ChangeFlow uses latent rectified flow to boost change detection in remote sensing by 1.3 F1 points
A new generative framework outperforms discriminative baselines on four benchmarks for change detection.
Remote sensing change detection (RSCD) traditionally relies on per-pixel discriminative classification that outputs a single mask per input pair. This approach fails to capture the context-dependent, often ambiguous nature of region-level annotations. ChangeFlow, developed by Blaž Rolih and colleagues, addresses these limitations with a generative framework that reframes change detection as the synthesis of a change mask in latent space using rectified flow. The model is conditioned on structured, lightweight signals and supports stochastic sampling, allowing multiple candidate masks to be aggregated for improved robustness and confidence estimation.
ChangeFlow achieves strong empirical results: an average F1 of 80.4% across four benchmark datasets, surpassing the previous state-of-the-art by 1.3 points on average, while maintaining inference speeds comparable to recent strong discriminative baselines. By generating coherent masks that respect global structure and providing per-pixel confidence through sample agreement, ChangeFlow offers a practical tool for real-world remote sensing applications where annotation ambiguity is common.
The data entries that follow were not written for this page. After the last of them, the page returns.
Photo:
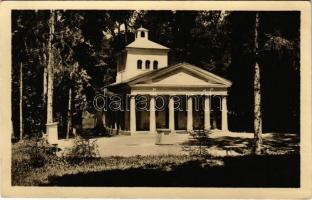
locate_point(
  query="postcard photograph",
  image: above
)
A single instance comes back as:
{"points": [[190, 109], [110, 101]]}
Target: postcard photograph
{"points": [[157, 98]]}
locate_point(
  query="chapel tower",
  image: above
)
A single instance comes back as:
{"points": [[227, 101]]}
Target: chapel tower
{"points": [[140, 56]]}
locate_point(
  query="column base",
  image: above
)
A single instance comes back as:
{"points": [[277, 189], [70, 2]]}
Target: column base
{"points": [[52, 133]]}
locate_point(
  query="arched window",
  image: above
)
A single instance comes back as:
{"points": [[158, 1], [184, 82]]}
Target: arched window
{"points": [[142, 34], [139, 64], [147, 64], [155, 64]]}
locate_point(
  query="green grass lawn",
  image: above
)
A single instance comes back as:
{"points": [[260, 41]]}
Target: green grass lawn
{"points": [[43, 168]]}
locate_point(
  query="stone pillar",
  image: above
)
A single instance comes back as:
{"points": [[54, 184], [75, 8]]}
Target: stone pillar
{"points": [[207, 113], [189, 113], [132, 115], [152, 115], [171, 114], [224, 114]]}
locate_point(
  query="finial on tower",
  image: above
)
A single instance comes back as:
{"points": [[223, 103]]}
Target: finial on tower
{"points": [[141, 33]]}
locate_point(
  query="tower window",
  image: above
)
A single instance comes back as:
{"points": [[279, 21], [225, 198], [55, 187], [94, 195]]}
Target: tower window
{"points": [[142, 34], [155, 64], [139, 64], [147, 64]]}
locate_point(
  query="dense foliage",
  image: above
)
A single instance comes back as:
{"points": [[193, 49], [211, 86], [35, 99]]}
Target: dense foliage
{"points": [[222, 42]]}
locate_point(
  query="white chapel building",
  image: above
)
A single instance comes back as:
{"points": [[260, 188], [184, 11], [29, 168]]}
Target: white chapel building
{"points": [[168, 94]]}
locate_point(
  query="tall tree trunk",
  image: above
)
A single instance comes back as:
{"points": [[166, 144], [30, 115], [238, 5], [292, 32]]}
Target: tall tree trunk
{"points": [[257, 96], [50, 71], [21, 102], [69, 114], [126, 31], [44, 92]]}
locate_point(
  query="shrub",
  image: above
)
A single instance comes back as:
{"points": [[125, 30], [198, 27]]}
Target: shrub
{"points": [[84, 149]]}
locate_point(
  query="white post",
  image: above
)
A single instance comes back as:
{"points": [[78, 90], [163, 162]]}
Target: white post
{"points": [[207, 113], [152, 115], [224, 114], [132, 115], [171, 114], [189, 113]]}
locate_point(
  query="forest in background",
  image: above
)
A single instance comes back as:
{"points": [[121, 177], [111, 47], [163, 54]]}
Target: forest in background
{"points": [[85, 43]]}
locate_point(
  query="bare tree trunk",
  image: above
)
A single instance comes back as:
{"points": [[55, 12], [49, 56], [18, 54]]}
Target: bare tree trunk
{"points": [[126, 31], [50, 72], [44, 93], [21, 102], [257, 95], [69, 114]]}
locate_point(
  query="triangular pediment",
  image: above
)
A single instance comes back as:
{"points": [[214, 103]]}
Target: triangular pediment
{"points": [[182, 74]]}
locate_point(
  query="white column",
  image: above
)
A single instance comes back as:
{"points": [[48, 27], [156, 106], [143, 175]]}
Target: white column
{"points": [[224, 114], [132, 115], [171, 114], [152, 115], [207, 113], [189, 113]]}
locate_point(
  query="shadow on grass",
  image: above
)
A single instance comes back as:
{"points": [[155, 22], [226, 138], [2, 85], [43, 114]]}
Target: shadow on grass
{"points": [[277, 143], [244, 171]]}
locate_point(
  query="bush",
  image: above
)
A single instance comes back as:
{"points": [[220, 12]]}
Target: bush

- ChangeFlow uses latent rectified flow to generate change masks, modeling a distribution of plausible outputs instead of a single deterministic prediction.
- It achieves an average F1 of 80.4% across four remote sensing benchmarks, improving by 1.3 points over the previous best method.
- Inference speed is comparable to strong discriminative baselines, while sampling-based ensembling provides confidence estimates for ambiguous regions.
Why It Matters
Better change detection in satellite imagery with built-in ambiguity handling and confidence scores for practical geospatial analysis.